When I first starting flirting with manual camera settings I was very intimidated by setting the custom white balance on my camera. Not sure why, it just seemed daunting. The truth was anything but. Turns out that you just take a photo with a grey card or cloth (I like the Spudz cloths) filling most of the frame and then browse through your menu until you find the "custom white balance" menu - my Canon has it on camera menu 2 - and then select the photo of the grey cloth (in the light you plan to shoot in of course) and that's it. You're done.

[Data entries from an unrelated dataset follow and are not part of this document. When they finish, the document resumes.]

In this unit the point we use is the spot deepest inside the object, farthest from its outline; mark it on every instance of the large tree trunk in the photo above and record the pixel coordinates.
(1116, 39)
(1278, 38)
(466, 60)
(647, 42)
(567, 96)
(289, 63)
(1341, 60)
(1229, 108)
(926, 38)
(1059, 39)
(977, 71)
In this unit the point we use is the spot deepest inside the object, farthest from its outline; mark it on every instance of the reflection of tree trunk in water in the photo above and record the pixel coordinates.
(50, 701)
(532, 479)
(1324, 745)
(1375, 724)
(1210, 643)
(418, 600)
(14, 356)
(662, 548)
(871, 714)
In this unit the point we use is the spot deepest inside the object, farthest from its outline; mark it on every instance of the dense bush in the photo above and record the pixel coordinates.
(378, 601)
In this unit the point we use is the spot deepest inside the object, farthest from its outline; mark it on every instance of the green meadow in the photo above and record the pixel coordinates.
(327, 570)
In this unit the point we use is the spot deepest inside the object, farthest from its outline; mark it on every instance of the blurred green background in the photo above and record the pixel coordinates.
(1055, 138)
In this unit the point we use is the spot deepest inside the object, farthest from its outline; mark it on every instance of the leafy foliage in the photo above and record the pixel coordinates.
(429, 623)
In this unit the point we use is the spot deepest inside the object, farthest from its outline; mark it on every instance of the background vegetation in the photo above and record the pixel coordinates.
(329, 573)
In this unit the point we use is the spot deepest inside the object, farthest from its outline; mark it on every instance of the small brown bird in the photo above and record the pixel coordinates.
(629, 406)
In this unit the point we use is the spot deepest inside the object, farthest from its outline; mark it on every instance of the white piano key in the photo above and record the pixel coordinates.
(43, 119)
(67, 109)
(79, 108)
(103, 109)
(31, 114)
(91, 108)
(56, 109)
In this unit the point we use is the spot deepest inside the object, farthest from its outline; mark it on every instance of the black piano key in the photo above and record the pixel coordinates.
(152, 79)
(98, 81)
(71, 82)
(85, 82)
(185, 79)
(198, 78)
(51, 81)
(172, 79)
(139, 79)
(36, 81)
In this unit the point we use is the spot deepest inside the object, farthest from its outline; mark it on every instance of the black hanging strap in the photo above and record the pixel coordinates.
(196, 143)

You may say to yourself, I am shooting in raw, I'll just fix it in post. You can do that, but isn't it easier to just do it right the first time? Or you're a JPEG shooter and you just put it on auto and shoot. Auto does a good job most of the time, but I have found that it never really nails it as well as the custom setting does. I put together a little montage to illustrate just how much of a difference the white balance setting can make. Below you see - from top left to bottom right - Auto, Daylight (5200K), Shade (7000K), Cloudy (6000K), Tungsten (3200K), White Fluorescent (4000K), Flash, and Custom white balance. As you can see, it does really make a difference. While the light temperature in my house is close to Tungsten, it is not a perfect match.
White balance is measured in Kelvin degrees and just like regular temps, the higher the number the warmer it is. It makes no sense to me that they do not order them by temp in the camera menu, but I don't design cameras so...
Anyway, food for thought. Have a good Wednesday!